Anyone who has looked into the University’s history would know that our institution traces back its roots to the city of Detroit, where it was founded in 1817 and continued until 1837 before moving to Ann Arbor. A recent proposal to organize a program for University students to spend a semester working in Detroit while taking classes at the University’s Detroit Center would be a timely return to those distant roots. The program promises immense benefits for all parties involved; the city of Detroit, the University of Michigan and University students, but in order to work, it must be broad enough to make a significant impact and simple enough for the average student to get involved.

The program, still in its planning stages, would allow students to spend a semester in Detroit taking classes at the University’s Detroit Center, working in the community and living in the city. Like other outreach efforts from the University, such as the Detroit Project, the program will be part of the new collaboration between the University and the Motor City. The program could increase the University’s presence in Detroit as a way to reach out to minority groups and seek potential students for the Ann Arbor campus.

The importance of such a program can hardly be overstated. Detroit, despite its shortcomings, is still the 11th largest city in America, and it still offers an array of opportunities and a wide range of people from different socioeconomic and cultural backgrounds. In the same way that study abroad programs expose students to new environments, spending time in Detroit would be another experience that students could choose to broaden their experience and understanding of both American society and their chosen field of study. And it would be much cheaper than a semester abroad or even a semester in New York City.

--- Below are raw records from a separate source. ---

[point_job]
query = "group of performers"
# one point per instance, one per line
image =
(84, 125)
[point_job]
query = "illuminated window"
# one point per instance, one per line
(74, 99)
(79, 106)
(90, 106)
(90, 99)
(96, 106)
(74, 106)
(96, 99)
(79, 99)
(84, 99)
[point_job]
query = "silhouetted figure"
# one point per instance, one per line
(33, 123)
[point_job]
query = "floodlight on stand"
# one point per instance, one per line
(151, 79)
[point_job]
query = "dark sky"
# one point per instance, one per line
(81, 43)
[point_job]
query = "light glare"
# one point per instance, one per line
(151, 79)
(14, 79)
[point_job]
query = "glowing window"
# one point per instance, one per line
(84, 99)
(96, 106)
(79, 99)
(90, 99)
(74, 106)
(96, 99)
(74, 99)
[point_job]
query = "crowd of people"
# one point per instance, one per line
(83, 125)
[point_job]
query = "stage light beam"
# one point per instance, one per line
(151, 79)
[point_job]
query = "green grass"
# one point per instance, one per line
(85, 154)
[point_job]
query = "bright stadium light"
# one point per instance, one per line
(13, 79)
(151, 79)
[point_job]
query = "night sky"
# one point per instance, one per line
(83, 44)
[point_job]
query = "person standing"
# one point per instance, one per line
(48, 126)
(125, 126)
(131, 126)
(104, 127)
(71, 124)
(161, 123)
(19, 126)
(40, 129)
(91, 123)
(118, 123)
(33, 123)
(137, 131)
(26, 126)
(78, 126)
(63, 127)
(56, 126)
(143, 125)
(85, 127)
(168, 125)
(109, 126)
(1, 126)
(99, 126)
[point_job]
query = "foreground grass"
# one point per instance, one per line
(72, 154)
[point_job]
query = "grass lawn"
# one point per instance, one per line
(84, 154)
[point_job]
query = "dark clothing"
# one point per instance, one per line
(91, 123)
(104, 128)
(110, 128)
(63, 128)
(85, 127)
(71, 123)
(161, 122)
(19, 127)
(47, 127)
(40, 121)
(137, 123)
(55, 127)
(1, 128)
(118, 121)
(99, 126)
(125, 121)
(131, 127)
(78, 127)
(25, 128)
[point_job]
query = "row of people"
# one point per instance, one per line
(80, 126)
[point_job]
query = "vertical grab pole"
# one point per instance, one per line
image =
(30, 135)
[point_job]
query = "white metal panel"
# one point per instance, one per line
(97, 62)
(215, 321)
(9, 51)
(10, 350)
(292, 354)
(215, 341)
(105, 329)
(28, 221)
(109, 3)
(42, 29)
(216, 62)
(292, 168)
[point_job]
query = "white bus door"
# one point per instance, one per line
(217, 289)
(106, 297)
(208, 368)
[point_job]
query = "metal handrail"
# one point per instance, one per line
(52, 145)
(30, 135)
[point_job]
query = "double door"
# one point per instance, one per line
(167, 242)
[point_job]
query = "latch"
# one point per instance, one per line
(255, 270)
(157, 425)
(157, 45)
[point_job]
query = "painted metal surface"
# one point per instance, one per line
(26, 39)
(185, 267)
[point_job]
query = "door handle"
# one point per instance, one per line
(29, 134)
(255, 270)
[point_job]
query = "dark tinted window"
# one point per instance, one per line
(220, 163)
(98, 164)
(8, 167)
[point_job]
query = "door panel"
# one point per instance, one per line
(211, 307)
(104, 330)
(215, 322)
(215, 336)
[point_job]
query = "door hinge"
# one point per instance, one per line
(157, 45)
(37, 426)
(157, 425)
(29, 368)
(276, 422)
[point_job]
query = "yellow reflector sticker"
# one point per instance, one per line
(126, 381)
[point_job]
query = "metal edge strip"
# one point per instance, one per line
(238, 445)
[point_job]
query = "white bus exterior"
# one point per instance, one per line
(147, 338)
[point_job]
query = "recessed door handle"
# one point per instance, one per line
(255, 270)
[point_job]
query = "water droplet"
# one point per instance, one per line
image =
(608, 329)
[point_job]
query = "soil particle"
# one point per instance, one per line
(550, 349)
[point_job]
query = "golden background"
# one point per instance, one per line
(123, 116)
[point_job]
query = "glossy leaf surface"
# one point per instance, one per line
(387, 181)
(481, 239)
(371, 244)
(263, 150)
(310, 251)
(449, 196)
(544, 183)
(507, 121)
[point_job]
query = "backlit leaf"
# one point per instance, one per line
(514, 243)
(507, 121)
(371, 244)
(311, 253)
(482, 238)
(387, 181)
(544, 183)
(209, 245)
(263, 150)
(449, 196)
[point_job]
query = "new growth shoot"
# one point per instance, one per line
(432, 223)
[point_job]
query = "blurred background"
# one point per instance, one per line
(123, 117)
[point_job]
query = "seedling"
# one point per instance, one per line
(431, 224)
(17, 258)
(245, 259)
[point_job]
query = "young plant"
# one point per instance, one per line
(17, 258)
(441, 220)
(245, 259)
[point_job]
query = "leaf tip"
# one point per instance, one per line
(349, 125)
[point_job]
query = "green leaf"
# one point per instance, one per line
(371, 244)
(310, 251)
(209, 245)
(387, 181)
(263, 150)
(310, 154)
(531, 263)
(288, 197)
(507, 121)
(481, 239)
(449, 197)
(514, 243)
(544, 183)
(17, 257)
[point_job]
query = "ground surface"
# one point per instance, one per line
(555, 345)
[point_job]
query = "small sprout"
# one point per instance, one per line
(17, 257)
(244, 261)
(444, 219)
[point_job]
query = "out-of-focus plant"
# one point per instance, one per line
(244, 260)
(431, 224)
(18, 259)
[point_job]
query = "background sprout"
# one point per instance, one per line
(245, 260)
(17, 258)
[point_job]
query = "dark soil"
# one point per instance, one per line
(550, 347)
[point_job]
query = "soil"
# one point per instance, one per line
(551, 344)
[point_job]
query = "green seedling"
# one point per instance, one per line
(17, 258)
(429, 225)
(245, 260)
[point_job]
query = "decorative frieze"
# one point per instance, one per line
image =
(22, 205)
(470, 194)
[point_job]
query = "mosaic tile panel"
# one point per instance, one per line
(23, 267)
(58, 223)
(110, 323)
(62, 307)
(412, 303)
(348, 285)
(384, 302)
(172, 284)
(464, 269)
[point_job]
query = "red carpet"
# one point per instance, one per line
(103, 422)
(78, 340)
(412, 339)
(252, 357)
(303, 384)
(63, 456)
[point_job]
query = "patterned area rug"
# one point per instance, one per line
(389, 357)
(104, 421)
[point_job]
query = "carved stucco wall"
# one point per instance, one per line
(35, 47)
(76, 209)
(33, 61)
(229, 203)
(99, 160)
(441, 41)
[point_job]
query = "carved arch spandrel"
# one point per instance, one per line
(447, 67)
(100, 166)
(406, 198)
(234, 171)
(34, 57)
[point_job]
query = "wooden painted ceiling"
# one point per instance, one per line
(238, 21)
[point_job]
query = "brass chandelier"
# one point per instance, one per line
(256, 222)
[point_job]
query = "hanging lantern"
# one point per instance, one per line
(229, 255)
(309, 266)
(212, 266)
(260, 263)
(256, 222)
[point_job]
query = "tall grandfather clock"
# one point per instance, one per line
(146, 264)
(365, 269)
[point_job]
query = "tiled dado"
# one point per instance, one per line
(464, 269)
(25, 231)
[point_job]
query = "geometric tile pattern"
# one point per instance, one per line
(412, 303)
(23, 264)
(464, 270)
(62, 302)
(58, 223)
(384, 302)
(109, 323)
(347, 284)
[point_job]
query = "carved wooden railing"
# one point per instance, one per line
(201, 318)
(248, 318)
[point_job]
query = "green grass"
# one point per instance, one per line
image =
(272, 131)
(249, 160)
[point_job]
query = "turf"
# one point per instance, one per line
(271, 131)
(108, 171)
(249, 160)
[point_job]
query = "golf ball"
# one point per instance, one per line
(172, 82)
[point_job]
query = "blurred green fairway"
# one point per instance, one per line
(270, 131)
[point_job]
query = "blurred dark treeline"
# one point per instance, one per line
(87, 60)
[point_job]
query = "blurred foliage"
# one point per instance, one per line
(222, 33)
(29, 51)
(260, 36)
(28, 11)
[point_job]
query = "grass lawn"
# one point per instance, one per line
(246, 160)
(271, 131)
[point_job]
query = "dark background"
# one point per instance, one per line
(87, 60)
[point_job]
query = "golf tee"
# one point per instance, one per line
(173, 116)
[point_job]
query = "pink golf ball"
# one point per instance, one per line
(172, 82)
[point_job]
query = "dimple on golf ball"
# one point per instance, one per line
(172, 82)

Exposing students to the realities of an urban center like Detroit and maintaining a strong University presence there could also help in promoting understanding and diversity – at both the personal and institutional levels. Compared to the rest of Michigan, Ann Arbor is a bubble of prosperity that many students take for granted. Making students aware of the real maladies plaguing our state will personally invest them in the state’s struggles and maybe even make them care enough to stay in the state upon graduation. Thus, the program should be tailored to the average University student, not simply the select few who will take the extra initiative.

Having a presence in Detroit will make the University more accessible and personal to a pool of diverse students that the University hopes to attract. It’s better than outreach; it’s like the University being in your own backyard. In the aftermath of Proposal 2, this could prove vital as the University seeks to continue bringing in underrepresented minorities – groups that disproportionately live in urban centers like Detroit.

The idea is equally as useful for Detroit too. Access to the big talent and knowledge pool from one of the finest research universities in the world could prove crucial to its revival. Close collaboration with the University is bound to leave an impact in the research and development and other knowledge-based industries, similar to the way that schools like University of California at Berkeley and Stanford University fostered the growth of Silicon Valley. More generally, by investing in Detroit, the University is endorsing a belief that Detroit will succeed – an endorsement that alone could help the city’s image and encourage investment from other institutions and businesses.